With scarcely any sleep, in sweltering heat and after losing their kit, Portsmouth ended a farcical North American pre-season tour on Saturday with a 4-0 drubbing at the hands of Major League Soccer's DC United.
Relegated from the Premiership, in administration and placed under a transfer embargo by England's soccer authorities, Portsmouth could scarcely field a team during their week-long tour of the United States and Canada, relying heavily on youngsters with little or no first-team experience.
But if anyone thought things could not get any worse for the embattled club, they were wrong.
Stranded in Chicago by a lightning storm en route from their last game in Edmonton, the players had just four hours sleep the night before Saturday's game with DC United and with no time to train for three days.
As if that wasn't bad enough, 14 bags went missing en route, including the one containing their kit, meaning they had to play Saturday's game in a strip borrowed from their hosts.
They probably wished they had never arrived at all, after a thrashing at the hands of the MLS strugglers, which included a hat-trick by Australian striker Danny Allsopp.
"Probably that result summed up the tour for us really - it has been extremely tough," Portsmouth manager Steve Cotterill said.
The journey from Edmonton had taken 27 hours.
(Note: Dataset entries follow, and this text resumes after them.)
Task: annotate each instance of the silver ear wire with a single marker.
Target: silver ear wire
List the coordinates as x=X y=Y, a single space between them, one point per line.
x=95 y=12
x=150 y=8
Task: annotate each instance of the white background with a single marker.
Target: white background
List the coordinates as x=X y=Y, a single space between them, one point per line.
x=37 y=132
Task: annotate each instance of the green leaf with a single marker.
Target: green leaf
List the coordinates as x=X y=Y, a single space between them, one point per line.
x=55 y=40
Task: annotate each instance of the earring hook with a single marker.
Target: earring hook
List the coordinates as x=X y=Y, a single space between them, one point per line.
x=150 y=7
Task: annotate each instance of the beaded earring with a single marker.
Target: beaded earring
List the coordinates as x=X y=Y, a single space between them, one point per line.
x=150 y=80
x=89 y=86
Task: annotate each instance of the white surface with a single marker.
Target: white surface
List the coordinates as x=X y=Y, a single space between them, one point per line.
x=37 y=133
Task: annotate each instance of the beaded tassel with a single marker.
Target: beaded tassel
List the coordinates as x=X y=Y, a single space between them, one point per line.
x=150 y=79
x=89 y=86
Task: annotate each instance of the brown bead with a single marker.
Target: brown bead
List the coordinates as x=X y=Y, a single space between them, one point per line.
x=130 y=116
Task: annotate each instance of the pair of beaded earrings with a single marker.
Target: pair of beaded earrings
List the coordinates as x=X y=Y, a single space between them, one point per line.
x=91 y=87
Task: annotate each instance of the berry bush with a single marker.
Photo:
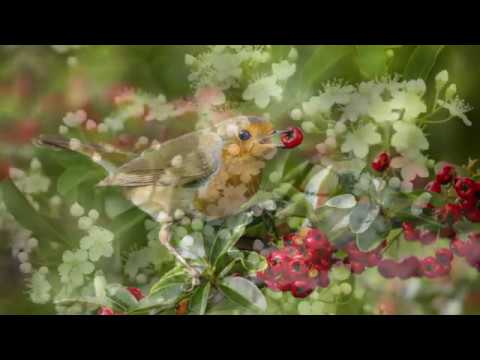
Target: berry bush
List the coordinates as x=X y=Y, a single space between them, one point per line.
x=364 y=204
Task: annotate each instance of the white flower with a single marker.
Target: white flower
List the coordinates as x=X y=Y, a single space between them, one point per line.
x=333 y=93
x=441 y=79
x=98 y=243
x=410 y=102
x=457 y=108
x=74 y=267
x=39 y=288
x=359 y=140
x=409 y=139
x=382 y=111
x=410 y=168
x=358 y=106
x=283 y=70
x=262 y=90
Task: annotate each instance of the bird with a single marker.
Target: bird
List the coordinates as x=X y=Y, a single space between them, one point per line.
x=209 y=172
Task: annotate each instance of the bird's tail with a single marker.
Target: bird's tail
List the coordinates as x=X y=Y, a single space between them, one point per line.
x=105 y=155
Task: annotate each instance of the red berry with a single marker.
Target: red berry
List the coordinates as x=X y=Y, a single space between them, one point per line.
x=297 y=267
x=136 y=292
x=409 y=232
x=316 y=240
x=473 y=214
x=356 y=267
x=434 y=186
x=381 y=162
x=431 y=267
x=427 y=237
x=444 y=256
x=277 y=260
x=408 y=268
x=373 y=259
x=448 y=232
x=458 y=247
x=466 y=188
x=292 y=137
x=445 y=175
x=449 y=213
x=302 y=288
x=388 y=268
x=105 y=311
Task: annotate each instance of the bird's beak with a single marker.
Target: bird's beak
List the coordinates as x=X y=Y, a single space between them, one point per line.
x=274 y=139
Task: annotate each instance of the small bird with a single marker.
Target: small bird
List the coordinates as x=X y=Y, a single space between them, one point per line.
x=210 y=172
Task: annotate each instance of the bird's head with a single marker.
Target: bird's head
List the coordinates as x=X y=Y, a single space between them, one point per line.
x=254 y=136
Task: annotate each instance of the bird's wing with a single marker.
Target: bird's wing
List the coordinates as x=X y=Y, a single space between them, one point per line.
x=185 y=160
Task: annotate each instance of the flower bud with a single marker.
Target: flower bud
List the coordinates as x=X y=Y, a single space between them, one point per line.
x=441 y=79
x=450 y=92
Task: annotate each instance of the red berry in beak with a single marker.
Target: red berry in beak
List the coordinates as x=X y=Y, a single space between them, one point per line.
x=431 y=267
x=291 y=138
x=381 y=162
x=137 y=293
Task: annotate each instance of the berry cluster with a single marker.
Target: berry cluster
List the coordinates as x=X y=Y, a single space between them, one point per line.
x=470 y=249
x=358 y=260
x=302 y=265
x=467 y=202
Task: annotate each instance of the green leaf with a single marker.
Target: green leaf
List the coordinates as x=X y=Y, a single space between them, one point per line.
x=237 y=225
x=371 y=60
x=73 y=177
x=393 y=234
x=27 y=216
x=362 y=216
x=346 y=201
x=121 y=297
x=167 y=296
x=324 y=57
x=421 y=61
x=199 y=302
x=243 y=292
x=373 y=236
x=175 y=276
x=127 y=220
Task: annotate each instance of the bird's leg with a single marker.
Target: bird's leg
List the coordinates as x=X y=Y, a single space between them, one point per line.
x=165 y=235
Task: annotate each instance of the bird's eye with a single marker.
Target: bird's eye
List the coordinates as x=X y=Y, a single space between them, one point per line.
x=244 y=135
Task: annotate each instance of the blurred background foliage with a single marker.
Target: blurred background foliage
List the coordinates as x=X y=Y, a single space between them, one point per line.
x=39 y=85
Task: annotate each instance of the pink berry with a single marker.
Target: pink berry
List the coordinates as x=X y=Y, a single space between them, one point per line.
x=381 y=162
x=434 y=186
x=444 y=256
x=445 y=175
x=136 y=292
x=302 y=288
x=292 y=137
x=105 y=311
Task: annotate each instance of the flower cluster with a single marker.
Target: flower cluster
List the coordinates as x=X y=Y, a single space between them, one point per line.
x=242 y=67
x=386 y=115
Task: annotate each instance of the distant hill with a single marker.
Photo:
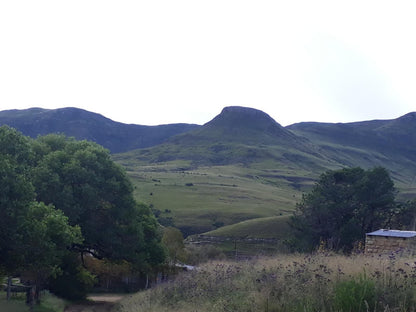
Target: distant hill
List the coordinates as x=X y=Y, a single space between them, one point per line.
x=387 y=143
x=81 y=124
x=238 y=135
x=242 y=165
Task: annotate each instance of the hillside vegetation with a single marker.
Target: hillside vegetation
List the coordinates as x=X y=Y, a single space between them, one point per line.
x=242 y=165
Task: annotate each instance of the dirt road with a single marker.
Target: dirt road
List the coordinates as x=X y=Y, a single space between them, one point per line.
x=96 y=303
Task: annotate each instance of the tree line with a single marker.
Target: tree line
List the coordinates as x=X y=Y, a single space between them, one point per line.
x=62 y=200
x=346 y=204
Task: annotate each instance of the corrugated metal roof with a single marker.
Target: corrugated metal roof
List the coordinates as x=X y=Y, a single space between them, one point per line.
x=393 y=233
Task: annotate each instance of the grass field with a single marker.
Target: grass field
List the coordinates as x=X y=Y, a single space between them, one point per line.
x=300 y=283
x=202 y=199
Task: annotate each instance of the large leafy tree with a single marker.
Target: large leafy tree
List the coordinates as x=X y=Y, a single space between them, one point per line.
x=343 y=206
x=60 y=196
x=80 y=178
x=33 y=236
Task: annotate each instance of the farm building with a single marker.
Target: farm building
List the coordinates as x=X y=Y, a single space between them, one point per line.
x=388 y=241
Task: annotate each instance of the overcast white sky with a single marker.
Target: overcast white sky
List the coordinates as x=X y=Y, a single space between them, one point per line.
x=154 y=62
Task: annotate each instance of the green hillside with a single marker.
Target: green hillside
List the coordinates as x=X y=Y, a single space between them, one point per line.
x=243 y=165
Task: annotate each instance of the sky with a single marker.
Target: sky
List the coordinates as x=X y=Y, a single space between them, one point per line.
x=157 y=62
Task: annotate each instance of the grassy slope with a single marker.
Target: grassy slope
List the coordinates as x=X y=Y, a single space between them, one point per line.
x=218 y=175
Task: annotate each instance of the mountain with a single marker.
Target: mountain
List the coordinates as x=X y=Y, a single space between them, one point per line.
x=387 y=143
x=243 y=165
x=238 y=135
x=81 y=124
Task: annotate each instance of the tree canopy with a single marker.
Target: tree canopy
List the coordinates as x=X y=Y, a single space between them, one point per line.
x=343 y=206
x=59 y=195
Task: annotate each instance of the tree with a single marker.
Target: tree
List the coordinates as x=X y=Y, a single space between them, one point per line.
x=80 y=178
x=45 y=238
x=343 y=206
x=33 y=236
x=173 y=241
x=61 y=198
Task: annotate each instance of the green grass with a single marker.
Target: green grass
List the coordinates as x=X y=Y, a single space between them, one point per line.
x=49 y=303
x=205 y=197
x=270 y=227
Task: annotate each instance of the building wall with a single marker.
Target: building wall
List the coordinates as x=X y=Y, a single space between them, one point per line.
x=384 y=244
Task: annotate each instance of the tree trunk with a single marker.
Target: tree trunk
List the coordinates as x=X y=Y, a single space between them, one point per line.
x=9 y=287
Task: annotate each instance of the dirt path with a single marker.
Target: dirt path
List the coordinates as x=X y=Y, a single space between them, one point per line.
x=97 y=303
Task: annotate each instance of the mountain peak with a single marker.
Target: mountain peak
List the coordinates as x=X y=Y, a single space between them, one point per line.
x=242 y=125
x=235 y=117
x=235 y=113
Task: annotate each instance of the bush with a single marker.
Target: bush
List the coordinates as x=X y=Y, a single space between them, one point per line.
x=355 y=295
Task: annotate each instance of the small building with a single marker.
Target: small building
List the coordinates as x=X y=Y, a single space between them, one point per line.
x=390 y=241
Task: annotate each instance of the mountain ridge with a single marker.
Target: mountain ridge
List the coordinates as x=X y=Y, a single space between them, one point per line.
x=82 y=124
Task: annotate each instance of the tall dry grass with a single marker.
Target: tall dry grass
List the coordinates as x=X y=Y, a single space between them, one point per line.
x=319 y=282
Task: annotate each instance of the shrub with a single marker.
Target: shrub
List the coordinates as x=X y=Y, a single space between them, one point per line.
x=355 y=295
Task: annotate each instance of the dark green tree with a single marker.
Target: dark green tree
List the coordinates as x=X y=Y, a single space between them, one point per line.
x=61 y=198
x=33 y=236
x=343 y=206
x=81 y=179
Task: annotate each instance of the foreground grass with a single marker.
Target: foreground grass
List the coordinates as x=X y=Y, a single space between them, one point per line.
x=287 y=283
x=49 y=303
x=205 y=198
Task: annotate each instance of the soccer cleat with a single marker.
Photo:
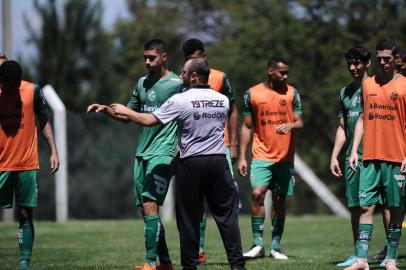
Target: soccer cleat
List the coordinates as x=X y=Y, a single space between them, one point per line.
x=202 y=257
x=390 y=264
x=255 y=252
x=381 y=255
x=145 y=267
x=24 y=265
x=165 y=266
x=348 y=262
x=359 y=264
x=278 y=254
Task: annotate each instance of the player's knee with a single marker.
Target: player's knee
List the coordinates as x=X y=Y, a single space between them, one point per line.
x=258 y=196
x=24 y=212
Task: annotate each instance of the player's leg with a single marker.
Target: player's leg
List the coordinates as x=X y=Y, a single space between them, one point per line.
x=26 y=200
x=352 y=192
x=282 y=184
x=155 y=186
x=259 y=177
x=394 y=186
x=189 y=209
x=369 y=196
x=202 y=233
x=221 y=196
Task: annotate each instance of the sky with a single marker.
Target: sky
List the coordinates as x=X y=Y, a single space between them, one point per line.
x=113 y=9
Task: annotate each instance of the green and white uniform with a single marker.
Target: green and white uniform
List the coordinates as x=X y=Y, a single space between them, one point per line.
x=350 y=109
x=156 y=146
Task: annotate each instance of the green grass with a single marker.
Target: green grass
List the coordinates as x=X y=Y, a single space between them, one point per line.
x=311 y=243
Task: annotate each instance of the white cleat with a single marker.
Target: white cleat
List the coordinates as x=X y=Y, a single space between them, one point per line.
x=278 y=254
x=255 y=252
x=390 y=264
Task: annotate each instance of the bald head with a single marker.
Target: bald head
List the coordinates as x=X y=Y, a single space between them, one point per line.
x=196 y=71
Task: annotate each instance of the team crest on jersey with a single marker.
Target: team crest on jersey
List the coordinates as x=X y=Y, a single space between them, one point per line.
x=282 y=102
x=19 y=104
x=152 y=95
x=394 y=95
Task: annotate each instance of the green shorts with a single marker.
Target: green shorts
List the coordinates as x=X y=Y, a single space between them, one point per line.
x=352 y=184
x=22 y=184
x=230 y=163
x=277 y=176
x=381 y=180
x=152 y=178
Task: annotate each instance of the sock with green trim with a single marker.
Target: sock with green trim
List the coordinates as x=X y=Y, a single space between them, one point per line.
x=257 y=223
x=162 y=248
x=202 y=234
x=151 y=238
x=278 y=224
x=394 y=234
x=364 y=237
x=26 y=240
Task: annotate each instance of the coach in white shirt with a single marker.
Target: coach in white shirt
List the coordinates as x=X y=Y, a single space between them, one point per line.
x=202 y=169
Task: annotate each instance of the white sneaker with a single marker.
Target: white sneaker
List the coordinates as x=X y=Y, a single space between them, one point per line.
x=278 y=254
x=255 y=252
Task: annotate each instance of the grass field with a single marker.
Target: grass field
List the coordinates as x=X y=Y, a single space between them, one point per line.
x=311 y=243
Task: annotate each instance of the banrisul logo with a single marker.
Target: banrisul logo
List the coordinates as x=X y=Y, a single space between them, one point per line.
x=152 y=95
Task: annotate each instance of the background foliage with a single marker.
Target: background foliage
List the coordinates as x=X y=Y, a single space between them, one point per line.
x=85 y=63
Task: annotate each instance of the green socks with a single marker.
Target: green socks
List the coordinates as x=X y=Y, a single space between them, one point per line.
x=364 y=236
x=163 y=252
x=394 y=234
x=278 y=225
x=25 y=241
x=258 y=229
x=202 y=234
x=151 y=235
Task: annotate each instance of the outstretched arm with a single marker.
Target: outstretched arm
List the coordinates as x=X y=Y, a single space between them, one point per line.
x=48 y=134
x=358 y=133
x=338 y=145
x=245 y=138
x=95 y=107
x=144 y=119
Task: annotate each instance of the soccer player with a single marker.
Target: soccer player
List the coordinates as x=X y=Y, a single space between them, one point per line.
x=358 y=60
x=382 y=128
x=21 y=104
x=202 y=170
x=218 y=80
x=273 y=109
x=156 y=148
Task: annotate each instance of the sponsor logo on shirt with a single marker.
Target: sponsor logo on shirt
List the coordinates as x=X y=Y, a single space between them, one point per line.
x=394 y=95
x=152 y=95
x=218 y=115
x=208 y=103
x=383 y=107
x=352 y=114
x=372 y=116
x=145 y=108
x=169 y=104
x=272 y=122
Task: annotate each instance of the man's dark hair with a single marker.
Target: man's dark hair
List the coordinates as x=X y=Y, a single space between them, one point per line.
x=401 y=53
x=192 y=45
x=156 y=44
x=275 y=60
x=11 y=74
x=387 y=44
x=202 y=69
x=358 y=53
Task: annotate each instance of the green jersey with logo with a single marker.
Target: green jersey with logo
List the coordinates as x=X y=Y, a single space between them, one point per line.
x=350 y=109
x=149 y=95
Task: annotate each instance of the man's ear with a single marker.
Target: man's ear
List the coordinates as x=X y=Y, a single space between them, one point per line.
x=164 y=57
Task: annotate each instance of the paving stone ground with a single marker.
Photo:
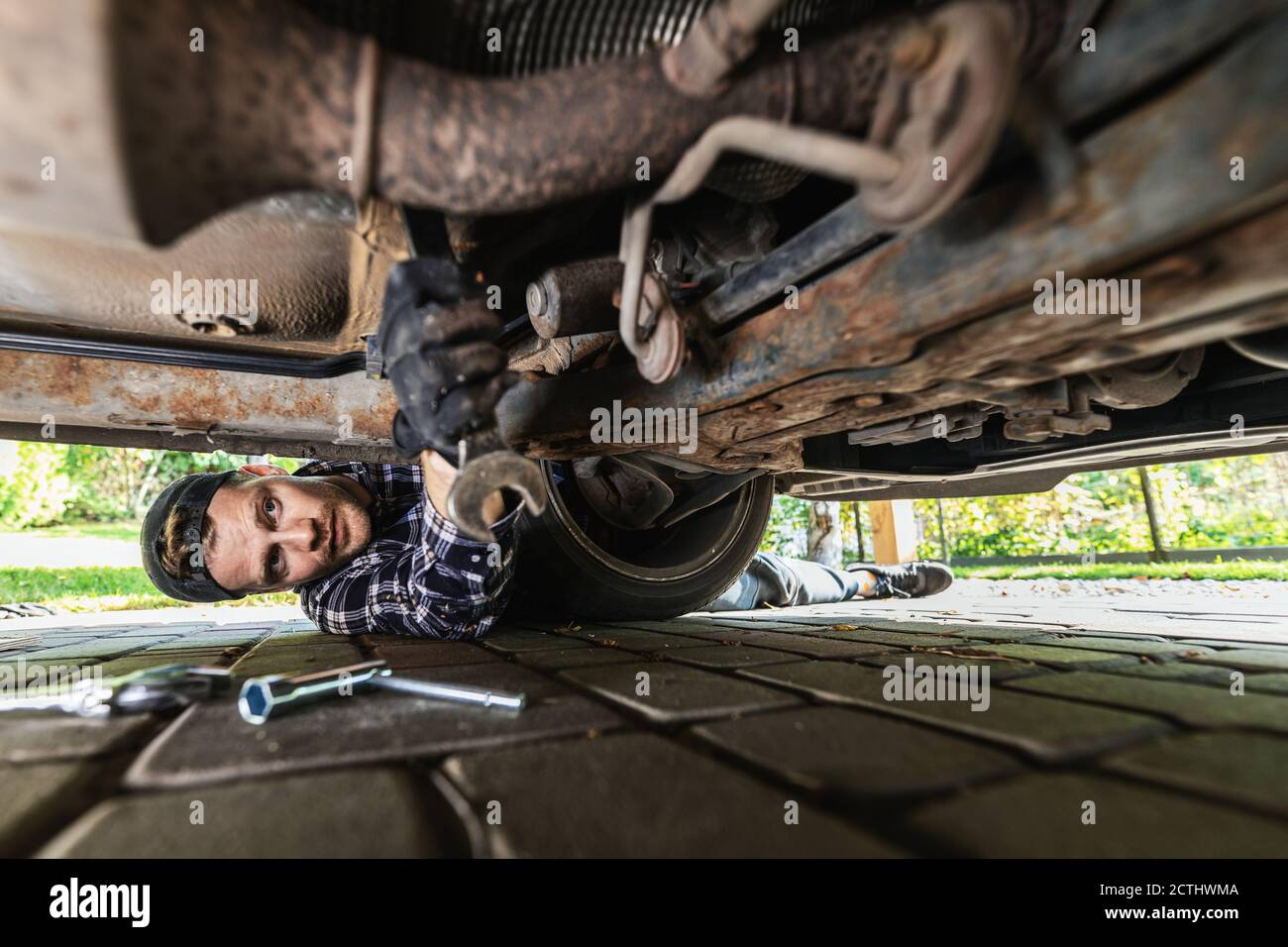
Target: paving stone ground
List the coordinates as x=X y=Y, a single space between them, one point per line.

The flight from England to their first game in San Diego took 42.
"The time it took us to get here, we could have flown to Australia," a furious Cotterill said after the game.
The newly installed Pompey boss has made no secret of his frustration with the gruelling tour, organised before he took over, and that he would have preferred to have remained in England to try and assemble a squad for the approaching season.
Two players went home injured after the Edmonton game, one with a broken leg.
Then goalkeeper Jamie Ashdown, trying to earn a new contract after the departure of David James, went off injured after colliding with a team mate during Saturday's game, to add to Cotterill's woes.
Pompey's weary players soon ran out of steam on the hottest day of the year in Washington, with the temperature reaching 100 degrees Fahrenheit (38 degrees Celsius) in the RFK Stadium.
As that wasn't bad enough, three players were sent off, including Portsmouth's Hayden Mullins, whose only offence was to get into an argument with DC United's Santino Quaranta, which Mullins admitted included "some swearing".
Quaranta then seemed to spit at Mullins and both men were shown straight red cards.
Cotterill called the refereeing "ridiculous" and "appalling".
"I can't believe he's been allowed to officiate a game," he said. "I've never seen anything like it in my life."
It has been an incredible fall from grace since Portsmouth won the FA Cup in 2008. On Saturday, the players were just relieved to be going home.